A quick look at payroll stats shows that’s not the case.
Private-sector jobs are still down by 4.6 million, or 4%, from January 2008, when overall employment peaked. Meanwhile government jobs are down just 407,000, or 1.8%. Federal employment actually is 225,000 jobs above its January 2008 level, an 11.4% increase. That’s right, up 11.4%.
Private payrolls have been trending higher in the last couple of years while government has been shedding staff. But that’s because governments did not cut jobs right away. Overall government employment didn’t peak until April 2009, 16 months after the recession started. It didn’t fall below their January 2008 level until September 2010.
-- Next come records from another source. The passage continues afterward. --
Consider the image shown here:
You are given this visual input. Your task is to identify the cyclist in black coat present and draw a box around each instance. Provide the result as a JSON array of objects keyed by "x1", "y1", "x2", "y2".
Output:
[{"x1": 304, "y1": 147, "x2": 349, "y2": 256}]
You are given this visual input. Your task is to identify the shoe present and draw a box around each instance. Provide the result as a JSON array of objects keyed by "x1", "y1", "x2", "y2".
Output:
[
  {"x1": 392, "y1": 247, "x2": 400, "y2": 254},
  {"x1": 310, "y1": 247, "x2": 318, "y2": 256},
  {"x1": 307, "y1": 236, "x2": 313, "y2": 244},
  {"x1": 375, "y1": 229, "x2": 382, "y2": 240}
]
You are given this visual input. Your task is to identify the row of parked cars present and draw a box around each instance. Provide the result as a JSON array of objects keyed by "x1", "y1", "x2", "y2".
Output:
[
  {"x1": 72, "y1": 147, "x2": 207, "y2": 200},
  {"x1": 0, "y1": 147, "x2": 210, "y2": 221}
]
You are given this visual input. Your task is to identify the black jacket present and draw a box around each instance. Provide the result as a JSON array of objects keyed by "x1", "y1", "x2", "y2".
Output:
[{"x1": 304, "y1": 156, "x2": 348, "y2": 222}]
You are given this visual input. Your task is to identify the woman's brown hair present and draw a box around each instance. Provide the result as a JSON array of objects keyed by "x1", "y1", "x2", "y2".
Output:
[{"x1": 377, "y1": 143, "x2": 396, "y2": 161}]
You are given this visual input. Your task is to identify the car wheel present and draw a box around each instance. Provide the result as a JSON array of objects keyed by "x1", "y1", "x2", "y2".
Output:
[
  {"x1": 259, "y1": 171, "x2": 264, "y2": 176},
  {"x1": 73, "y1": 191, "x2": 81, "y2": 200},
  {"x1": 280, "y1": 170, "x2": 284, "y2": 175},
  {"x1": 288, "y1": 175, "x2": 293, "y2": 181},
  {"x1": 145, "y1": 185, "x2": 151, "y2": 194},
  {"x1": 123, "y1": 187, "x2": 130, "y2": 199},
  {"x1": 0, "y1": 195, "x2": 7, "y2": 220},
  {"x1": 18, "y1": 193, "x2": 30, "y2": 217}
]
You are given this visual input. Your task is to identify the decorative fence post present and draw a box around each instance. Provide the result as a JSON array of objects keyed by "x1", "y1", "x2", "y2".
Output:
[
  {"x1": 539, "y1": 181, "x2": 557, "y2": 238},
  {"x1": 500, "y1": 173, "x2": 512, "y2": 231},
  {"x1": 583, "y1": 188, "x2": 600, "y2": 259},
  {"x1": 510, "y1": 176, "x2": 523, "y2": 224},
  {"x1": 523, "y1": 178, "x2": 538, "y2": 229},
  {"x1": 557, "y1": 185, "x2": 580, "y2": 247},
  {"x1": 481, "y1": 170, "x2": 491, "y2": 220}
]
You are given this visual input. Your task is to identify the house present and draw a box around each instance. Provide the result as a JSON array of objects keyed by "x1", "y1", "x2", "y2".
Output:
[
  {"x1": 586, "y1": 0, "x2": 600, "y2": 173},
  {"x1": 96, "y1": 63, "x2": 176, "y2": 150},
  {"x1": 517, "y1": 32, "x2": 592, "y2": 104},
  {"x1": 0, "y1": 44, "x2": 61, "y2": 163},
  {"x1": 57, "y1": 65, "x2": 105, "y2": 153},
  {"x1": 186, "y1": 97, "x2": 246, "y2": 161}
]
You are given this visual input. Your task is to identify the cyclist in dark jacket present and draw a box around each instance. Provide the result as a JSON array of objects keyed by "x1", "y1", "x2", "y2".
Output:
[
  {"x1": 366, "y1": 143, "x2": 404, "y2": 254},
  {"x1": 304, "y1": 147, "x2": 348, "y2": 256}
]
The recession was boomtime for federal employment, especially after Obama took office. Federal jobs kept rising (excluding a temporary Census surge in early 2010) until March 2011 — more than three years after overall payrolls peaked.
Obama’s 2009 stimulus did little to revive private jobs, but did funnel massive funding to state and local governments. That, however, only delayed the day of reckoning for states and cities to curb spending. They finally did significantly slash jobs in 2010 and 2011. But those layoffs have slowed to a crawl in recent months — averaging less than 3,500 job cuts a month since November.
It’s easy to argue that Obama’s tunnel vision on government employment reflects his complete lack of experience in the business world. But it’s also mainstream Democratic thinking.
The Wisconsin recall election was about liberals’ zeal to maintain government employees’ privileges far and above those of struggling private sector workers who pay their salaries.